Once your heart is healed, take a moment to determine if it's worth keeping this person in your life. Rosy, 32, tells Metro.co.uk that she has chosen to stay in touch with her ex because he is "the most incredible man" she knows.

"We've been together for so long (almost three years) and we've had so much fun, it made me so happy, that it seemed ridiculous to throw it all in the trash." said Rosy.

"I would not want to lose an intimate relationship with a friend, and my ex and I probably had closer ties than anything I had with a girl.

He is still the most incredible man I know: warm, funny, generous, intelligent, interesting and bady. "I ended the relationship, even though we were both unhappy towards the end.

"We kept in touch right from the start, but I think I made things a bit easier by staying firm on my decision to break up. This helped us to set boundaries, which then helped to determine how we would move on to our new friendship.

"In a message, I remember telling him" that gives a f *** on what people think, do what's best for us "- and staying friends is such a rewarding and important experience for me, and I think for him too.

"He has a new girlfriend now and I'm so happy for him. I will never stop loving it, but being in a relationship does not work for us now and we do not intend to explore it again in the future. & # 39; Because we are not in a relationship, we should not be forced to abandon ourselves. another place.

Marilena, 34, is also friends with her ex boyfriendbut their relationship ended Note after having deceived.

"My ex and I broke up because he was not ready for a lasting relationship and I found out he was cheating on me.

In hindsight, I think he tried every way to make me understand that he was not ready and that I just wanted to give up, so maybe it was not really cheating.

& # 39; In first, I was really pissed off and I never wanted to see him again. "Then something happened in his life, his best friend died at 27 and I knew what it meant to him.

So I called to see how he was doing. "After that, I realized that it was important to me regardless of our previous relationship.

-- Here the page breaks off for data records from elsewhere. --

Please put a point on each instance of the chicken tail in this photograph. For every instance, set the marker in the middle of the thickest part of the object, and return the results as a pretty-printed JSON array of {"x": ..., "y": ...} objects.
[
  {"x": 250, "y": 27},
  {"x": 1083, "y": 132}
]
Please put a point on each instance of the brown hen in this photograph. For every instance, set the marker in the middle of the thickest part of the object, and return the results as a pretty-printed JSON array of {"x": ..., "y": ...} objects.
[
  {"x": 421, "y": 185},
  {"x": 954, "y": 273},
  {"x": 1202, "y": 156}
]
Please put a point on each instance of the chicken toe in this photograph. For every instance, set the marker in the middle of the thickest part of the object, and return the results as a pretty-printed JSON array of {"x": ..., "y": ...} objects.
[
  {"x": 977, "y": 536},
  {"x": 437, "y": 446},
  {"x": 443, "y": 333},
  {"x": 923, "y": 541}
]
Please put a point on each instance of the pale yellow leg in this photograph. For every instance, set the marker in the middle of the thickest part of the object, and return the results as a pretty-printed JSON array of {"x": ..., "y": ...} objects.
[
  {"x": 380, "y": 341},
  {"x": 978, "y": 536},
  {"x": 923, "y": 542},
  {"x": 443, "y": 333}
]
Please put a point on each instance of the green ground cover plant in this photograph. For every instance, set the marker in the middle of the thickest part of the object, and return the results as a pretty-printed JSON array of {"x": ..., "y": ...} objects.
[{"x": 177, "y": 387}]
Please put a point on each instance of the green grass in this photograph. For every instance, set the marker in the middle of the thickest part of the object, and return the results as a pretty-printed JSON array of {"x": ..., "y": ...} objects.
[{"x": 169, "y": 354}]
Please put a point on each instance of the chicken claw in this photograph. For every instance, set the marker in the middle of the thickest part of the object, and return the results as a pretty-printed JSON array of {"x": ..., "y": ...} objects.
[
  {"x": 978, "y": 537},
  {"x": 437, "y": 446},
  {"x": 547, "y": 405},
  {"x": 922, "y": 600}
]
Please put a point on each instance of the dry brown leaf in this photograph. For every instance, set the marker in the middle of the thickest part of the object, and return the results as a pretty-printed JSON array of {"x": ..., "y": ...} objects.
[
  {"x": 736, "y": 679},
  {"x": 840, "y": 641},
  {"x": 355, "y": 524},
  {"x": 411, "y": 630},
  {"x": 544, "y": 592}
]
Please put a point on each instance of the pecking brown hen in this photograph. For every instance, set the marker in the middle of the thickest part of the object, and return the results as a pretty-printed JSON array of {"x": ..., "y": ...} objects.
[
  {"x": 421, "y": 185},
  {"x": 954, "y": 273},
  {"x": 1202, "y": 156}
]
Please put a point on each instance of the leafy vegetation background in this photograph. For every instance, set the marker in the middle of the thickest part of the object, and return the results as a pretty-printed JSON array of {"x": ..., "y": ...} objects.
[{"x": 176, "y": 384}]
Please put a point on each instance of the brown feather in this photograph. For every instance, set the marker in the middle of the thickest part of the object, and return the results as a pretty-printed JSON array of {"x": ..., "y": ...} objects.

"We share similar pbadions, such as music, and we have become friends in concert. We meet regularly to have coffee and to get acquainted with our life.

'My current friend met him and it was a little awkward when they met, but now they are also' friends'. Well, more or less. & # 39;

Personally, I am friends with two of my ex.

James * and I had a bad breakup and started going out with someone shortly after our separation. It took us a few years to get back to a place where we could talk to each other again. We hang out or write from time to time.

Sean * and I are closer, partly because he's very understanding and loving, but also because even though he's the one who ended things, we soon realized we did not have reason for each other.

I was invited to her wedding and I met her fiance several times. We meet once a year for lunch or coffee, and it's always fun.